In modern history, men’s skirts have cycled through niche fashion markets multiple times without reaching mainstream consumers. In the 1960s, Elizabeth Hawes, an esteemed feminist author (please read Fashion is Spinach) considered to be one of the first real American designers, brought attention to men’s skirts. In 1967 Hawes showcased one of her last collections, “Skirts for Men!”: a retrospective exhibition showcased at FIT alongside other revolutionary designers, which merged relevant politics of the time with irreverent fashion. Hawes believed that by the late ’70s, all men would be wearing skirts. While that didn’t come to fruition, it does add some context to the process of the pendulumic trend cycle. Flash forward fifty years and we see the “Skirts for Men!” campaign continue to gain traction on the runway and on the street.
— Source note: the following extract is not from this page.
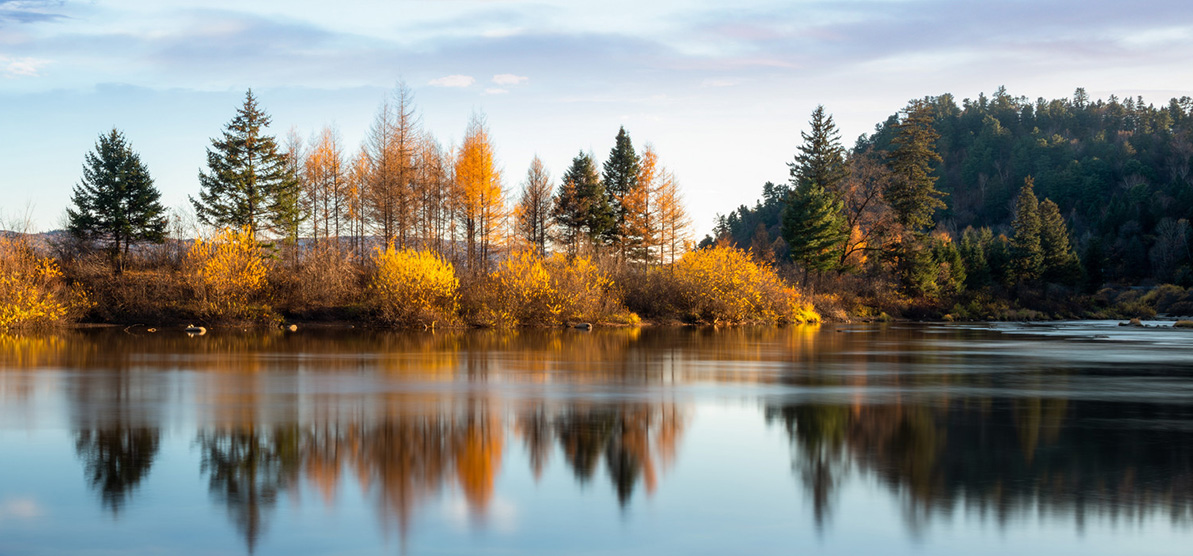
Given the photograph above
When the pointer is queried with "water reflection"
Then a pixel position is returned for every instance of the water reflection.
(1000, 459)
(946, 421)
Another major driving force in the resurgence of men’s skirts is the queer community. As open gender expression continues to gain support in America, men’s skirts have become popular in tandem. Just last year, the MET gala’s theme, “Camp: Notes on Fashion,” was inspired by the club kids of the late 80s and early 90s. Club kids, although a niche micro trend, play a major role in the trend cycle of men’s skirts. Influencing people to express their gender through fashion, club kids serve as muses for many of today’s major designers, like Jeremy Scott and John Galliano; who, over the decades, each developed their own interpretations of camp. These designers, both of whom are queer, are now world-renowned. However, their careers in the fashion industry took off during the ’90s, when the skirts of the club kids were all too familiar to the gay community. Because of their familiarity with club kids and men’s skirts, Scott and Galliano have not been shy to incorporate skirts into their menswear collections, which are then reverberated to the mass media via fashion gatekeepers, like Vogue.
For the Spring 2021 Ready-To-Wear season, designers have reinvigorated “Skirts for Men!” with a new rage. Thom Browne’s most recent collection (pictured above) is a culmination of the emotions of our time, featuring men in both skirts and dresses. A response to the MET Costume Institute’s 2020 all black exhibition, “About Time: Fashion and Duration”, Browne’s second-ever gender neutral collection features shades of white and explorative positioning of garments on the body, demonstrating that the fan-favorite designer has allied with the trove of fashionable youth who are ready to disassemble gender and fashion as we know it.
While this season offers a hopeful perspective for men’s skirts, not every man will be sporting a skirt this spring. As the pendulum is now swinging into a more liberal space, it will soon swing back to a conservative state, but that does not mean that the skirts for men will be forgotten. It may be a few more years until we see men’s skirts flock the runways like we will these next few seasons; however, the pendulum has gained momentum, meaning that the next time men’s skirts hit the runway it will strike even harder than this cycle, impacting society more with each strike. Not during this decade, but perhaps this century, men’s skirts will continue to become more normalized, eventually reaching mass market retailers giving new outlooks for brands, like H&M and Uniqlo, who are open to catering to cultural shifts throughout generations.
Considering the riotous history of Men’s skirts in recent western fashion, wearing a skirt, for men, can be a daunting ordeal. But do not fret. If you’re a man trying to wear a skirt this fall, girl, we got you. My recommendation is to start with a simple black knife-pleated skirt; black matches with everything, making it easier to style it with various tops, while pleats add dimension for a chic yet impactful silhouette. If you’re going for a streetwear look, layering on the top half is key. Go for a crew neck over a white button down, which will bring out a more casual, laid-back vibe, or try a graphic tee over a fun turtle neck for a more punk look. Finding inspiration for men’s skirts is as easy as checking pinterest or Vogue runway to find a comfortable starting point. So, get your skirt, fuck with gender expression, and join the “Skirts for Men!” revolution. By the way, that skirt makes your legs look amazing.